If you know me, you know I have always proudly said, “I hate Christmas.” Because of my horrible childhood, I had no positive memories to associate with the holidays so of course, I grew to dislike this time of year with a vehement passion. Finally, things are different- for the first Christmas in nearly 30 years, I am not drinking and that has changed everything.
I could recount all the reasons why I
think thought (still getting used to this!) Christmas is stupid because this is my blog and I can write whatever the heck I want but in the spirit of Christmas and in the spirit of the title of this post, I won’t. I’ll just skim the holly boughed surface a bit…

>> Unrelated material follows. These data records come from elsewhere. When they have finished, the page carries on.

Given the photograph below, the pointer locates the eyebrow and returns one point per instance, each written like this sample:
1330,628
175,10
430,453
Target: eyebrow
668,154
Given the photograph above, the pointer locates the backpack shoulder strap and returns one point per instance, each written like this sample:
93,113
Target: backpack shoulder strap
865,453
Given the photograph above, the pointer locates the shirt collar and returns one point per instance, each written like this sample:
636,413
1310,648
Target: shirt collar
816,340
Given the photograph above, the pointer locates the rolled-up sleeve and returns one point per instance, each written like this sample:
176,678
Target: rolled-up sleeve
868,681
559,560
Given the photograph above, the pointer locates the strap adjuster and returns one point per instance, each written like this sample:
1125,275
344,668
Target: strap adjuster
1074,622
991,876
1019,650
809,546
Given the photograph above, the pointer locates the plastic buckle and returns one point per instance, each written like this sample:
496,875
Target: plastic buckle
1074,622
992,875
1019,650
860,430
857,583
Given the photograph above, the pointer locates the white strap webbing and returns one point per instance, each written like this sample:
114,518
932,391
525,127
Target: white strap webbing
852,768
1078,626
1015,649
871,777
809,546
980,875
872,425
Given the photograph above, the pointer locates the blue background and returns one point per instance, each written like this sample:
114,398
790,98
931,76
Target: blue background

Growing up Catholic, Christmas was more like a subpoena than an event to look forward to. Lots of baking and lots of church-going in crispy velvet outfits lined with musty smelling faux fur and white lace trimmed socks neatly folded at the ankle. As a child, I never got any gifts I actually wanted and had no idea why Santa only put underwear and socks under the tree when I had specifically asked for a Cabbage Patch Kid, Spirograph, and Peaches n’ Cream Barbie. Like, WTH Santa?!
Somewhere along the way of elementary school I began to put the clues together to understand why this “Santa” “person” was consistently not doing his job. No wonder all my presents sucked.

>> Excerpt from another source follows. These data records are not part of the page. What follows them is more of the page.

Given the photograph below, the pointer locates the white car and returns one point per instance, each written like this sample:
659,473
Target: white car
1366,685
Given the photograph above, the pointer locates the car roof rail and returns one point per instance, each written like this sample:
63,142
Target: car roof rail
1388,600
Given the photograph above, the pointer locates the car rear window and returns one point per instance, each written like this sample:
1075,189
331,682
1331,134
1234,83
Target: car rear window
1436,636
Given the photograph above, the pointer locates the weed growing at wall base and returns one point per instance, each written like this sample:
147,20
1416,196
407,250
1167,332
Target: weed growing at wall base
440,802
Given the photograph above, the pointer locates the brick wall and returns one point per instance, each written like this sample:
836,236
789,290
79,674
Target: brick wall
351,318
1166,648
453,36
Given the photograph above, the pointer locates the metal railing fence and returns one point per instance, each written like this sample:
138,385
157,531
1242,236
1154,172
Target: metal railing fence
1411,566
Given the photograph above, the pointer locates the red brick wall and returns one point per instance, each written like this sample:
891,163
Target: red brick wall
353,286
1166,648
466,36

Once I became a parent, I thought things would change- wonder through children’s eyes and yada yada- yet I still didn’t like Christmas. Things changed as a mom but not in the way I thought they would. Holy mother of night, Christmas became SO MUCH WORK and SO MUCH MONEY! Even when they were babies, I dressed my kids festively and made sure they had tons of impeccably wrapped presents and full-to-the-brim stockings on top of all the cooking and gifting and socializing for and with the other people in my life. Christmas became just… hard.
Day 342 as I type and this year marks my first sober Christmas in roughly 30 years. And for the first time, in also roughly 30 years, I am totally on top of things! My Christmas shopping was done last month, I finished wrapping the presents a couple weeks ago, all groceries have been acquired, I got new holiday outfits for the entire family (dog included), and I even had it in me to make twelve loafs of cranberry orange bread for gifting! Go me!!!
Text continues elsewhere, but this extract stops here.